During my meeting with my colleague, Foreign Minister Dr Zarif, we touched upon areas of conflict in our particular regions.  We arrived at a consensus that most of the conflicts currently occurring, which are not created by us, affect the developing world.  Given these circumstances we are of the opinion that a mechanism needs to be examined to address these current threats to our societies.  Through a consultative process we would be able to identify a local or regional solution to these societal threats i.e. South-South dialogue initiatives.

South Africa is appreciative of the role that Iran continues to play in international organizations and in particular its role as current Chair of the Non Alignment Movement.  It is only appropriate that one of the founders of the NAM is currently chairing the organization.  We are confident that you will continue to providing luminary leadership to this lustrous organization.

In conclusion, in South Africa, as we approach the next phase of our transformation geared towards the upliftment of our people and the ending of poverty, we are reminded of the sacrifices that will still confront us in order to create a society that is equitable, free of poverty and focused on the people as the custodians of our democracy. 

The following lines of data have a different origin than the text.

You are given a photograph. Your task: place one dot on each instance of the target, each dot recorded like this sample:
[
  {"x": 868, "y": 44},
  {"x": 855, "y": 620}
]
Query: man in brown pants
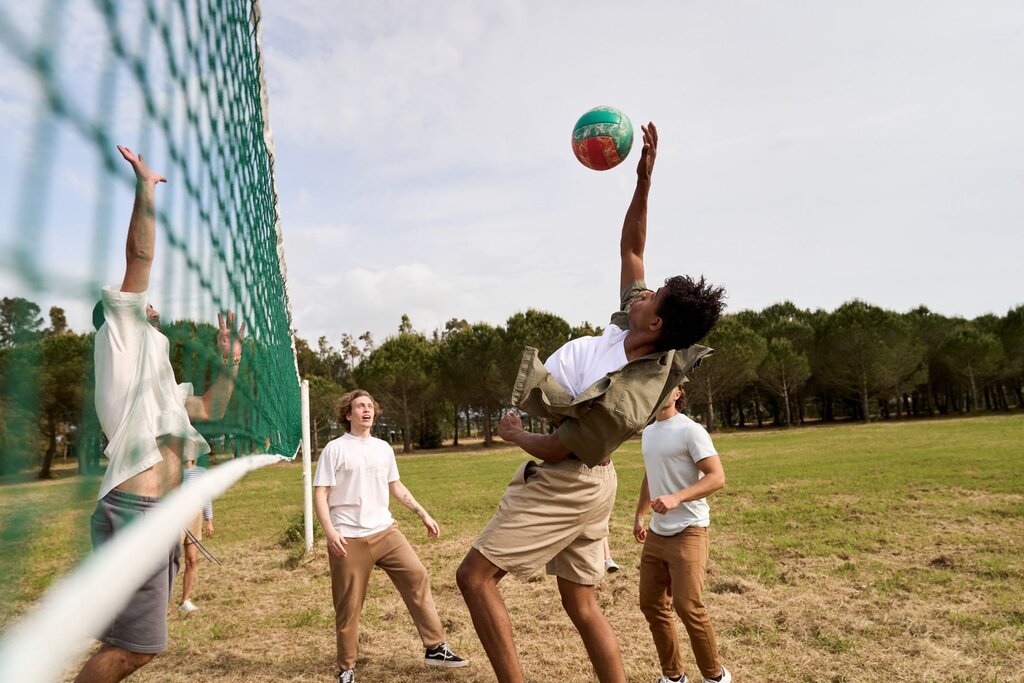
[{"x": 354, "y": 475}]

We are reminded of the words of the late former President Nelson Mandela who said that the past 20 years have come about as a result of the unimaginable sacrifices of thousands of people:


whose suffering and courage can never be counted or repaid.  I felt that day, as I have on so many other days that I was simply the sum of all those African patriots who had gone before me.  That long and noble line ended and now began again with me. I was pained that I was not able to thank them and that they were not able to see what their sacrifices had wrought.”